A new model finds that a scrunching motion is needed to package DNA into a capsid.

Findings from a recent study suggest that DNA “scrunching” could potentially lead to new antiviral drugs.

Researchers in the study, published in The Journal of Physical Chemistry B, suggest that DNA goes through a cycle of contractions and elongations to create forces needed for replication, called DNA “scrunching.”

Viruses take over the host cell to make copies of their genetic material, and build capsids to hold their DNA or RNA. Researchers believe that the “scrunching” is needed to drive DNA into a virus during replication.

Researchers in the study suggest that proteins could create a cycle of DNA dehydration and rehydration. Since the dehydration shortens and rehydration lengthens, the researchers proposed that the cycle of shortening and lengthening could be used as a DNA-protein grip-release cycle to generate forward motion.

Researchers call this the scrunchworm model.

"For some time now, we have been contemplating how viral DNA gets into the capsid so that one day we can block this step as a way to halt infection," said lead researcher Stephen C. Harvey, PhD.

The scrunchworm model was tested in simulations by examining DNA packaging in phi29, a virus that infects bacteria similar in structure to the herpesviruses, where an empty capsid is formed and then DNA is packaged by a motor protein on the capsid, according to the study.

Researchers found that when DNA interacts with the phi 29 connector proteins, the DNA started a scrunching motion without any manipulation from protein levers.

This model is currently being tested in other research groups to test new predictions about the model.
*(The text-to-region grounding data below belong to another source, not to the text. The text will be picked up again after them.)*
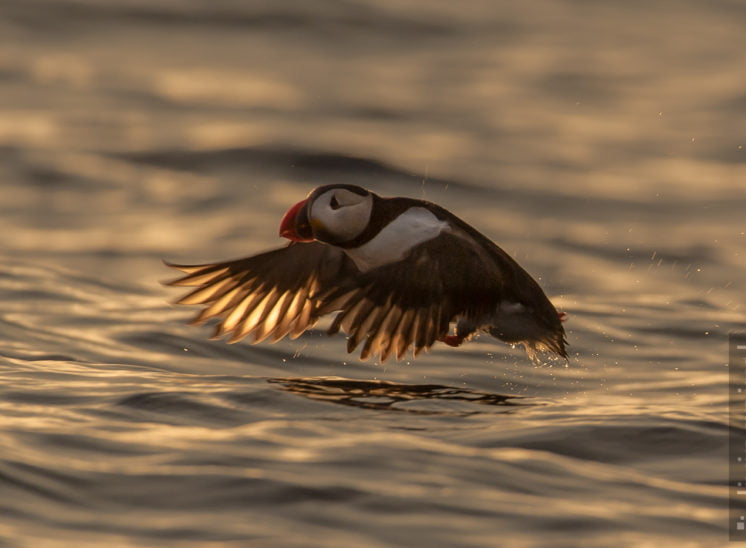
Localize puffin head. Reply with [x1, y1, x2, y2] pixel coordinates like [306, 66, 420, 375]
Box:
[279, 184, 374, 245]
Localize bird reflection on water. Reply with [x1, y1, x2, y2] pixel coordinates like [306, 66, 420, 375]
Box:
[268, 377, 527, 415]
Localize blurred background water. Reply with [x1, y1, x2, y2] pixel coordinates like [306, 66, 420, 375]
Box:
[0, 1, 744, 546]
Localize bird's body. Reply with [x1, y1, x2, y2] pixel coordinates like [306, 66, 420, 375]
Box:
[166, 184, 567, 362]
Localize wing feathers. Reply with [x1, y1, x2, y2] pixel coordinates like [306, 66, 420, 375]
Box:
[169, 267, 232, 288]
[359, 304, 391, 361]
[196, 285, 250, 322]
[168, 233, 488, 361]
[166, 232, 472, 361]
[394, 309, 416, 359]
[166, 243, 355, 347]
[177, 276, 240, 306]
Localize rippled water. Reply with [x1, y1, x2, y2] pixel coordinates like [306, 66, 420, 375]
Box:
[1, 1, 744, 546]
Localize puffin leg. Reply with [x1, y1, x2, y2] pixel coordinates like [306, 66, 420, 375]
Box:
[558, 311, 568, 323]
[439, 317, 481, 347]
[439, 334, 464, 347]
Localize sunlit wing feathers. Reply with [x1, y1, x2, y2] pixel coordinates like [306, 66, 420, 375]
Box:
[324, 232, 502, 361]
[165, 242, 356, 344]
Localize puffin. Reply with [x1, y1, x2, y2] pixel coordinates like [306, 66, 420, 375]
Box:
[166, 184, 568, 362]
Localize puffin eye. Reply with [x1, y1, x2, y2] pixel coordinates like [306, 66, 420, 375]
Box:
[330, 195, 341, 210]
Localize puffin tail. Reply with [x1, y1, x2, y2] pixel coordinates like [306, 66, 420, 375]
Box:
[487, 313, 568, 361]
[522, 330, 568, 362]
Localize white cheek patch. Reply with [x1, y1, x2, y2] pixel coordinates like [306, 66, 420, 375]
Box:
[311, 193, 370, 242]
[345, 207, 449, 272]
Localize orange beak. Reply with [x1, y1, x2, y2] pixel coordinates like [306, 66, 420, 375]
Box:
[279, 199, 314, 242]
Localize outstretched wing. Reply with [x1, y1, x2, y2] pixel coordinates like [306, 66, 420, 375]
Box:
[165, 242, 356, 344]
[324, 232, 503, 362]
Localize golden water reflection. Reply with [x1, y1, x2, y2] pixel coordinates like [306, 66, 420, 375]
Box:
[268, 376, 526, 415]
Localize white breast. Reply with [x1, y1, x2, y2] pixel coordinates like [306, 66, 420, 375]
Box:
[345, 207, 449, 272]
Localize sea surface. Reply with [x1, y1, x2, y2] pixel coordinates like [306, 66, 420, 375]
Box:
[1, 1, 745, 546]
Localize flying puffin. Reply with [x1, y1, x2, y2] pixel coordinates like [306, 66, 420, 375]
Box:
[166, 184, 568, 362]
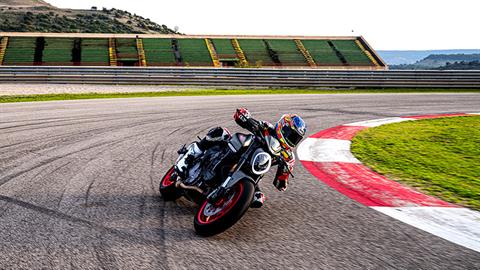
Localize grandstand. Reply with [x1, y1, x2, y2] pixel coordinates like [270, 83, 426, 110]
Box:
[2, 37, 37, 65]
[177, 38, 213, 67]
[0, 33, 387, 69]
[80, 38, 109, 66]
[115, 38, 139, 66]
[143, 38, 176, 66]
[42, 37, 75, 65]
[211, 39, 238, 66]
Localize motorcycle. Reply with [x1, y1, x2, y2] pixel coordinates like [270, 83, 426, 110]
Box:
[159, 118, 293, 236]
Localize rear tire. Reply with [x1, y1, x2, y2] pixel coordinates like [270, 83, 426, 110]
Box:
[159, 166, 182, 201]
[194, 179, 254, 236]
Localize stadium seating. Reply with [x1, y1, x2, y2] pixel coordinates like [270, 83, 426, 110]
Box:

The researchers will pull on the tail of DNA while it is being packaged.

They hypothesize that DNA with different sequences create different amounts of force, and DNA/RNA inserts will not be packaged.

"Even if these experiments disprove the scrunchworm model, they will provide information that will help us figure out how these motors work," Dr Harvey concluded. "The purpose of modeling is to drive experiments and simulations that advance our understanding, regardless how they turn out."